Way Kanan,
Kemenag (Humas) -- Memperingati 1 (satu) Tahun Ikatan Penyuluh Agama Republik
Indonesia (IPARI), Pengurus Daerah (PD) IPARI Way Kanan Hijaukan Bumi Ramik
Ragom dengan Gerakan Tanam Sejuta Pohon. Kamis, 30 Mei 2024.
Tak hanya
Gerakan Tanam sejuta Pohon.
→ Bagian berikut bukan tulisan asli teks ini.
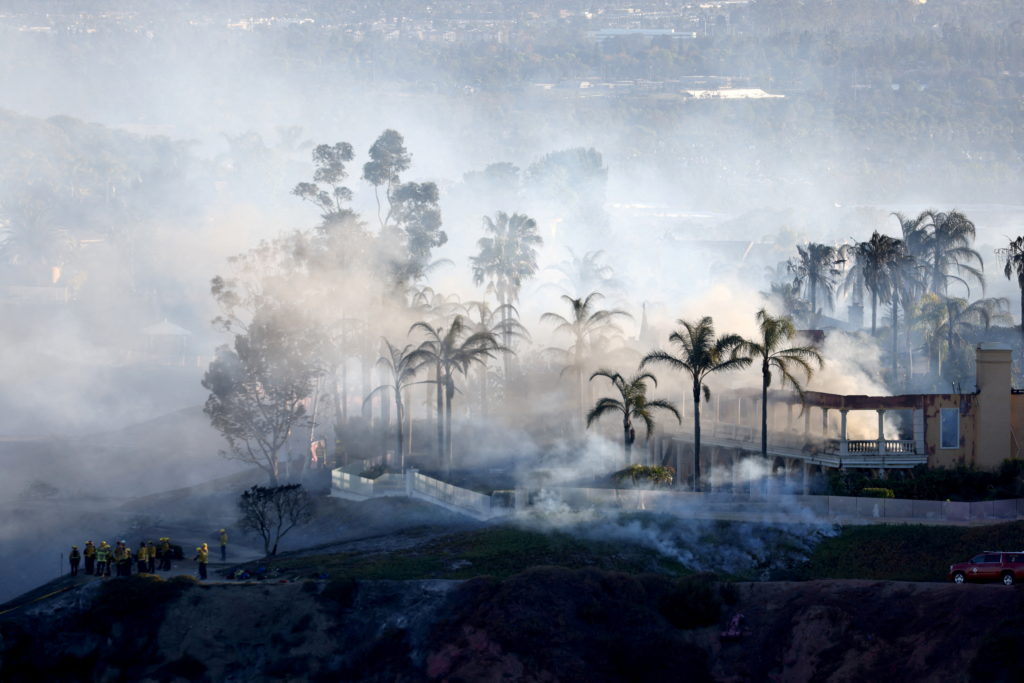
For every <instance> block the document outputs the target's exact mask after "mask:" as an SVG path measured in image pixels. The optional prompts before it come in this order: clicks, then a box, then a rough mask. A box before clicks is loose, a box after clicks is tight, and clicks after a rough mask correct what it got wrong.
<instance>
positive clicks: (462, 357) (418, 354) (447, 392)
mask: <svg viewBox="0 0 1024 683" xmlns="http://www.w3.org/2000/svg"><path fill="white" fill-rule="evenodd" d="M413 330H422V331H423V332H424V333H425V334H426V337H427V338H426V339H425V340H424V341H423V342H422V343H421V344H420V346H419V347H418V348H417V350H416V354H417V358H418V359H421V360H422V361H424V362H428V364H430V365H432V366H433V367H434V372H435V377H436V378H437V379H436V380H434V383H435V384H436V386H437V454H438V457H441V458H443V459H444V461H445V464H446V467H447V471H449V474H451V472H452V399H453V398H454V397H455V390H456V386H455V375H456V373H462V374H463V375H465V374H466V373H467V372H468V370H469V367H470V366H471V365H472V364H474V362H483V361H484V360H485V359H486V358H493V357H494V355H495V352H497V351H504V350H506V349H505V348H504V347H503V346H501V345H500V344H499V343H498V340H497V339H496V338H495V335H494V334H492V333H490V332H470V331H469V330H468V329H467V326H466V318H464V317H463V316H462V315H456V316H455V319H453V321H452V324H451V325H450V326H449V328H447V330H445V329H444V328H434V327H432V326H430V325H429V324H428V323H422V322H421V323H416V324H415V325H413V327H412V328H411V329H410V332H412V331H413ZM442 388H443V409H444V421H443V423H442V422H441V408H442V405H441V399H442V391H441V390H442Z"/></svg>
Dengan tema "Rawat Bumi Tebar Moderasi",
PD IPARI Kabupaten Way Kanan juga sukseskan Gerakan Zero Plastik. Serangkaian
Kemeriahan Gerakan ini berlangsung di Kampung Moderasi Beragama (KMB) di Ponpes
Bustanul Ulum, Kampung Bumi Baru Kecamatan Blambangan umpu Way Kanan, Lampung.
Kegiatan ini
dihadiri Ketua Kelompok Kerja Penyuluh Agama Islam (Pokjaluh) Provinsi Lampung M.
Ali, S.Ag. Ketua Pokjaluh Way Kanan Munawar,S.Fil dan Pengurus PD IPARI Way
Kanan serta Pokjaluh Way Kanan. Ketua Pengurus Daerah (PD) IPARI Way Kanan
Hidayat,S.Ag mengucapkan terimakasihnya, sebab, dengan suskesnya kegiatan
tersebut berkat Campur Tangan dan semangat Penyuluh Kabupaten Way Kanan.
"Kami
ucapkan terimakasih yang sebesar-besarnya, inilah bukti solidaritas dan
Sinergitas kita. IPARI adalah salah satu wadah penyuluh dalam peningkatan
profesionalitas agar peran eksis kita
sebagai ujung tombak kementerian agama menghadirkan sejuta kemashlahatan,"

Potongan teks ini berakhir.